Professor Semel also addressed local­ized efforts in California to redress the sys­temic racial dis­crim­i­na­tion in cap­i­tal pun­ish­ment. Santa Clara County District Attorney Jeff Rosen’s deci­sion to resen­tence 15 indi­vid­u­als from his coun­ty on death row reflects his loss of faith in the fair­ness of cap­i­tal pun­ish­ment, cit­ing racial bias and exor­bi­tant costs.
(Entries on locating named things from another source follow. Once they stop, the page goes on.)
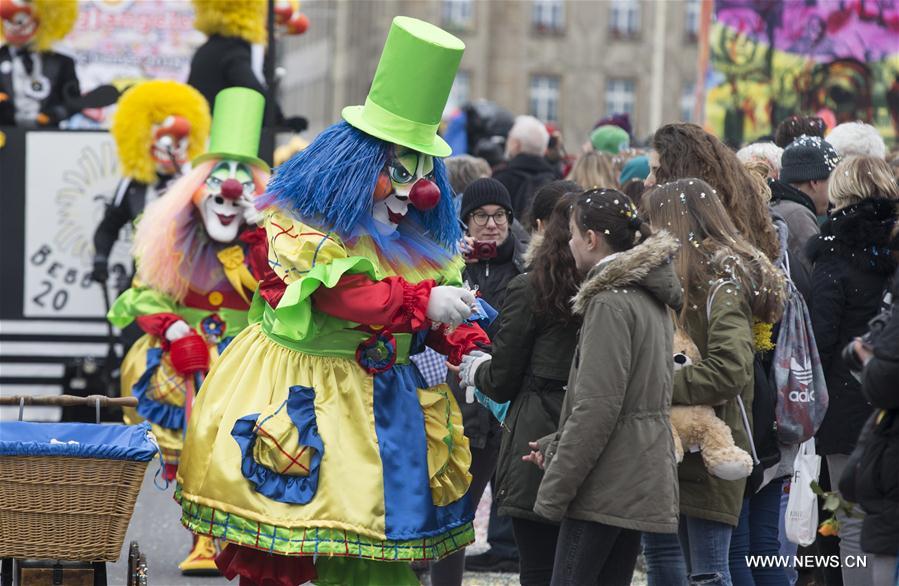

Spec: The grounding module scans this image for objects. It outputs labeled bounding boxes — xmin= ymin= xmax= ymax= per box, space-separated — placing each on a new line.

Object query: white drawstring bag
xmin=784 ymin=437 xmax=821 ymax=546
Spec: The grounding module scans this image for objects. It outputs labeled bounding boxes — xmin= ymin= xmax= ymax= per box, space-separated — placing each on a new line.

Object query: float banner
xmin=706 ymin=0 xmax=899 ymax=146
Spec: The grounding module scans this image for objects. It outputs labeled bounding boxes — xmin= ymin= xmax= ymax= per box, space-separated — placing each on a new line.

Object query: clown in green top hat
xmin=269 ymin=16 xmax=465 ymax=246
xmin=179 ymin=17 xmax=500 ymax=586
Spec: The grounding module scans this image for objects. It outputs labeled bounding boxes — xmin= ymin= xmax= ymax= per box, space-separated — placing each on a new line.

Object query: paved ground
xmin=108 ymin=462 xmax=645 ymax=586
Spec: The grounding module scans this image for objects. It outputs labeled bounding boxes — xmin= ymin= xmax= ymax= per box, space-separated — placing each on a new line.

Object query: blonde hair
xmin=109 ymin=79 xmax=210 ymax=185
xmin=743 ymin=159 xmax=771 ymax=204
xmin=193 ymin=0 xmax=268 ymax=43
xmin=566 ymin=150 xmax=619 ymax=189
xmin=827 ymin=156 xmax=899 ymax=209
xmin=642 ymin=178 xmax=786 ymax=323
xmin=737 ymin=142 xmax=783 ymax=179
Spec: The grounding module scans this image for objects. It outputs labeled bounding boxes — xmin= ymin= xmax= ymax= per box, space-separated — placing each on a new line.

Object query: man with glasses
xmin=431 ymin=178 xmax=524 ymax=586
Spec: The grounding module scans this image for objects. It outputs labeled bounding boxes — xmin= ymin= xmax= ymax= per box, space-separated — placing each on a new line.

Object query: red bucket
xmin=169 ymin=334 xmax=209 ymax=374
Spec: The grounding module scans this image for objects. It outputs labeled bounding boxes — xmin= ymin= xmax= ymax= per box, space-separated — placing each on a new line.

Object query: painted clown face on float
xmin=0 ymin=0 xmax=40 ymax=47
xmin=372 ymin=145 xmax=440 ymax=235
xmin=150 ymin=116 xmax=190 ymax=175
xmin=194 ymin=160 xmax=258 ymax=242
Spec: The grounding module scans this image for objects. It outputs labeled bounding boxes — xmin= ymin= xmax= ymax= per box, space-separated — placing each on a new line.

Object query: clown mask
xmin=372 ymin=146 xmax=440 ymax=236
xmin=150 ymin=116 xmax=190 ymax=175
xmin=197 ymin=161 xmax=256 ymax=243
xmin=0 ymin=0 xmax=39 ymax=47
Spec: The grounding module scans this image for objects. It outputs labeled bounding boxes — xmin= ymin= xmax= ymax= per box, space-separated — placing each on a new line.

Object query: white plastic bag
xmin=784 ymin=438 xmax=821 ymax=546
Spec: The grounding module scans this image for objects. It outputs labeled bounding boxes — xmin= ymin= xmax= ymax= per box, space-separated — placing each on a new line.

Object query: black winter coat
xmin=94 ymin=175 xmax=172 ymax=260
xmin=856 ymin=273 xmax=899 ymax=556
xmin=447 ymin=232 xmax=524 ymax=449
xmin=808 ymin=198 xmax=896 ymax=455
xmin=0 ymin=45 xmax=81 ymax=128
xmin=187 ymin=35 xmax=284 ymax=124
xmin=477 ymin=273 xmax=578 ymax=522
xmin=493 ymin=153 xmax=559 ymax=219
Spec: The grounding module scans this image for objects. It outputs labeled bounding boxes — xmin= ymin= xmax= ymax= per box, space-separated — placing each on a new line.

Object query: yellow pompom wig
xmin=193 ymin=0 xmax=268 ymax=43
xmin=0 ymin=0 xmax=78 ymax=51
xmin=109 ymin=80 xmax=210 ymax=185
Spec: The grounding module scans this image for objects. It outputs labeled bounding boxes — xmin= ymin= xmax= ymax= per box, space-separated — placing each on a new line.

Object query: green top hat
xmin=342 ymin=16 xmax=465 ymax=157
xmin=193 ymin=87 xmax=269 ymax=172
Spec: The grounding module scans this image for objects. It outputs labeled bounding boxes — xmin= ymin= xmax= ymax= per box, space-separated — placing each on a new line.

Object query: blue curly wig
xmin=265 ymin=121 xmax=462 ymax=254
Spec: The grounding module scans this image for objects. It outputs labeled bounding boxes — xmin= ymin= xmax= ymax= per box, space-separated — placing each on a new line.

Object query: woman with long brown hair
xmin=643 ymin=179 xmax=785 ymax=586
xmin=450 ymin=190 xmax=581 ymax=586
xmin=646 ymin=123 xmax=780 ymax=261
xmin=525 ymin=189 xmax=681 ymax=586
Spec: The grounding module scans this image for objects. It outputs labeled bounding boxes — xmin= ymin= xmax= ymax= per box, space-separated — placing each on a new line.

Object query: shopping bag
xmin=784 ymin=438 xmax=821 ymax=546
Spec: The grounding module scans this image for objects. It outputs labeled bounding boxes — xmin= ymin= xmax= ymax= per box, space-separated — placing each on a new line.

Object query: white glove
xmin=239 ymin=197 xmax=263 ymax=226
xmin=165 ymin=320 xmax=190 ymax=342
xmin=459 ymin=350 xmax=493 ymax=387
xmin=426 ymin=286 xmax=475 ymax=327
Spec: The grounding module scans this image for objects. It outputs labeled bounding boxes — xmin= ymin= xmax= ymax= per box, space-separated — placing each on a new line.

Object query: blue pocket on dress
xmin=231 ymin=385 xmax=325 ymax=505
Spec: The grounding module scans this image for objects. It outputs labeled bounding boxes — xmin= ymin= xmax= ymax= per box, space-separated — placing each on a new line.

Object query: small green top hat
xmin=342 ymin=16 xmax=465 ymax=157
xmin=193 ymin=87 xmax=269 ymax=172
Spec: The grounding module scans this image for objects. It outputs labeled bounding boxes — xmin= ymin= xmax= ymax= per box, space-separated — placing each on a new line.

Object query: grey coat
xmin=534 ymin=232 xmax=683 ymax=533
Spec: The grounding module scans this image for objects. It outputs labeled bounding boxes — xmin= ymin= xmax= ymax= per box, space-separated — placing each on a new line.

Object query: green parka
xmin=475 ymin=273 xmax=579 ymax=521
xmin=534 ymin=232 xmax=683 ymax=533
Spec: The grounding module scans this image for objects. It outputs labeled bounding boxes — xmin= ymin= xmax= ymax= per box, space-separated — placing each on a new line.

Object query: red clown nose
xmin=409 ymin=179 xmax=440 ymax=212
xmin=222 ymin=178 xmax=243 ymax=199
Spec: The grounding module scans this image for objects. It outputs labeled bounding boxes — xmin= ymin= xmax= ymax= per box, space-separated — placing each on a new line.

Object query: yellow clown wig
xmin=0 ymin=0 xmax=78 ymax=51
xmin=109 ymin=80 xmax=210 ymax=185
xmin=193 ymin=0 xmax=268 ymax=43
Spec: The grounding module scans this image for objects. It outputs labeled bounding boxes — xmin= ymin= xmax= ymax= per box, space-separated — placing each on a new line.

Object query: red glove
xmin=137 ymin=313 xmax=184 ymax=344
xmin=425 ymin=324 xmax=490 ymax=366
In Alameda County, rev­e­la­tions of pros­e­cu­tors’ dis­crim­i­na­to­ry jury selec­tion notes in Ernest Dykes’ case is prompt­ing a review of 35 oth­er cap­i­tal cas­es, high­light­ing sys­temic flaws. Professor Semel believes that these efforts empha­size the neces­si­ty for the California Supreme Court to take the case filed by the Office of the State Public Defender, and oth­er civ­il rights orga­ni­za­tions and lead­ers, and scru­ti­nize at the lev­el that this par­tic­u­lar claim deserves, and this over­whelm­ing evi­dence of a vio­la­tion of the state’s equal protection guarantee.”